Eigenvalues Calculator with Steps
Step-by-Step Solution
What are Eigenvalues?
In linear algebra, eigenvalues are scalar values associated with a linear transformation represented by a square matrix. When a matrix acts on a specific vector (called an eigenvector), the output is simply a multiple of that vector. That multiplier is known as the eigenvalue (λ).
How to Calculate Eigenvalues Manually
To find the eigenvalues of a square matrix A, you must solve the characteristic equation:
det(A - λI) = 0
Where:
- A is the given square matrix.
- λ is the eigenvalue (the unknown we are solving for).
- I is the identity matrix of the same dimension as A.
- det denotes the determinant.
Steps for a 2x2 Matrix
For a 2x2 matrix with elements [a, b; c, d], the characteristic equation simplifies to a quadratic equation:
λ2 - (a + d)λ + (ad - bc) = 0
The term (a + d) is the trace of the matrix, and (ad - bc) is the determinant. By solving this quadratic formula, you obtain two values (which may be real or complex), representing the eigenvalues of the matrix.

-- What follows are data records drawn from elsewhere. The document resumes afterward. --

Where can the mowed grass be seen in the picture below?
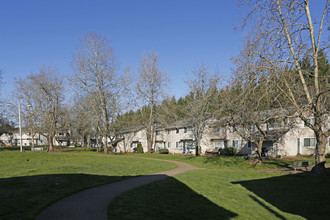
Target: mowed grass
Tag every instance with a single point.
(31, 181)
(209, 194)
(222, 162)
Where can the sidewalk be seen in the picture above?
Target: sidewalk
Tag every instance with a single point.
(93, 203)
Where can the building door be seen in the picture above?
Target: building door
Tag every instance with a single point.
(219, 144)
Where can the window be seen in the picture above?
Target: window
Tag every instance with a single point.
(235, 144)
(310, 121)
(216, 130)
(186, 130)
(219, 144)
(309, 142)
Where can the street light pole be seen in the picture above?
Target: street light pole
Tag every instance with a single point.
(20, 126)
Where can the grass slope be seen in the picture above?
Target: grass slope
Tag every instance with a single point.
(31, 181)
(220, 162)
(206, 194)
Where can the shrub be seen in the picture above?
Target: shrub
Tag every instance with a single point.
(229, 151)
(163, 151)
(139, 149)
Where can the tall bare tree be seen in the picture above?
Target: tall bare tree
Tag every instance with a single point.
(95, 78)
(202, 99)
(28, 94)
(42, 95)
(283, 33)
(147, 91)
(253, 109)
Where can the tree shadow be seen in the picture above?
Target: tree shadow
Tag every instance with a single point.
(165, 199)
(299, 194)
(24, 197)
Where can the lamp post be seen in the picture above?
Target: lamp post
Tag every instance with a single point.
(19, 125)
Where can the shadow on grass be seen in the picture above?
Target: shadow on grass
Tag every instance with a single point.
(165, 199)
(299, 194)
(24, 197)
(225, 161)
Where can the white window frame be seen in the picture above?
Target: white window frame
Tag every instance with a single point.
(310, 141)
(311, 121)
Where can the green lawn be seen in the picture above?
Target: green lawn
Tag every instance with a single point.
(207, 194)
(31, 181)
(221, 162)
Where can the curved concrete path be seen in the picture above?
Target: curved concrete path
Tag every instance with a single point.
(93, 203)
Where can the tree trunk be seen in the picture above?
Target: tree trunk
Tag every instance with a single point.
(259, 149)
(105, 146)
(197, 148)
(88, 141)
(32, 138)
(321, 144)
(51, 144)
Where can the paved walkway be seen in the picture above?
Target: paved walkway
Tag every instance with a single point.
(93, 203)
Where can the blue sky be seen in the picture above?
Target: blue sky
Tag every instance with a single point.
(185, 33)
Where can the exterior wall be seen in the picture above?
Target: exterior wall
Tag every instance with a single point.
(175, 139)
(215, 137)
(130, 141)
(292, 143)
(39, 139)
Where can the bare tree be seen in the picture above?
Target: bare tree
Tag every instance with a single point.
(147, 91)
(45, 96)
(28, 94)
(253, 109)
(283, 33)
(201, 99)
(95, 78)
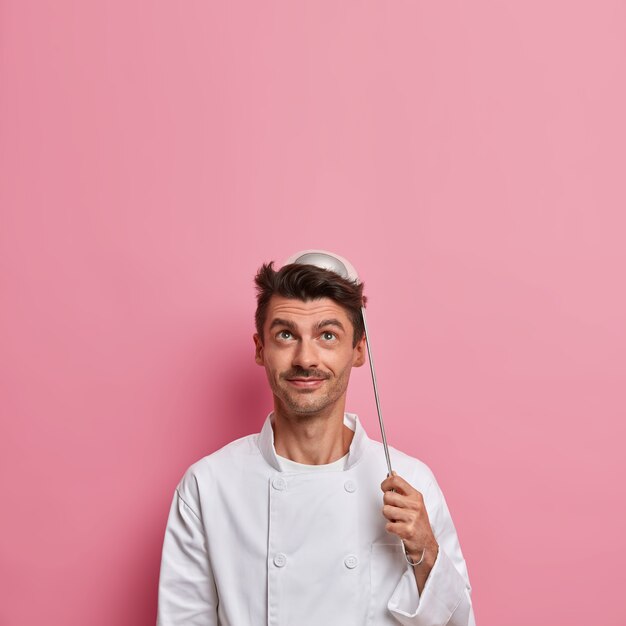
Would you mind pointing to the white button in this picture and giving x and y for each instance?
(279, 483)
(351, 561)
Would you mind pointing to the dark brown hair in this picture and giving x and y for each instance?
(308, 282)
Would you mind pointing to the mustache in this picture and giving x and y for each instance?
(298, 372)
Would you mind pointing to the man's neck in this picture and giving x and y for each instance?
(312, 440)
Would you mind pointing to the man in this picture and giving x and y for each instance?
(293, 526)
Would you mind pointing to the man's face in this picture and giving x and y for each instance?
(307, 354)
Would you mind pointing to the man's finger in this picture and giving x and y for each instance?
(397, 499)
(397, 514)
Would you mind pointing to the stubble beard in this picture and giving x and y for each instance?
(303, 403)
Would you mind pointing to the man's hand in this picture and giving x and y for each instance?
(407, 518)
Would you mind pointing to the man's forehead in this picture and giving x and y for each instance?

Why Use Our Eigenvalue Calculator?
Our Eigenvalues Calculator with steps is designed for students, engineers, and data scientists who need to verify their manual calculations. Computing determinants for larger matrices like 3x3 or 4x4 can be error-prone. This tool provides not just the final values, but the intermediate characteristic polynomial to ensure you understand the underlying process. Eigenvalues are critical in fields such as structural analysis (vibration frequencies), quantum mechanics, and machine learning (Principal Component Analysis - PCA).
Frequently Asked Questions
Can a matrix have zero as an eigenvalue?
Yes. If a matrix has 0 as an eigenvalue, it implies the matrix is singular (not invertible) and its determinant is zero.
What if the eigenvalues are complex?
Complex eigenvalues often represent rotations in the linear transformation. They occur when the characteristic equation has no real roots.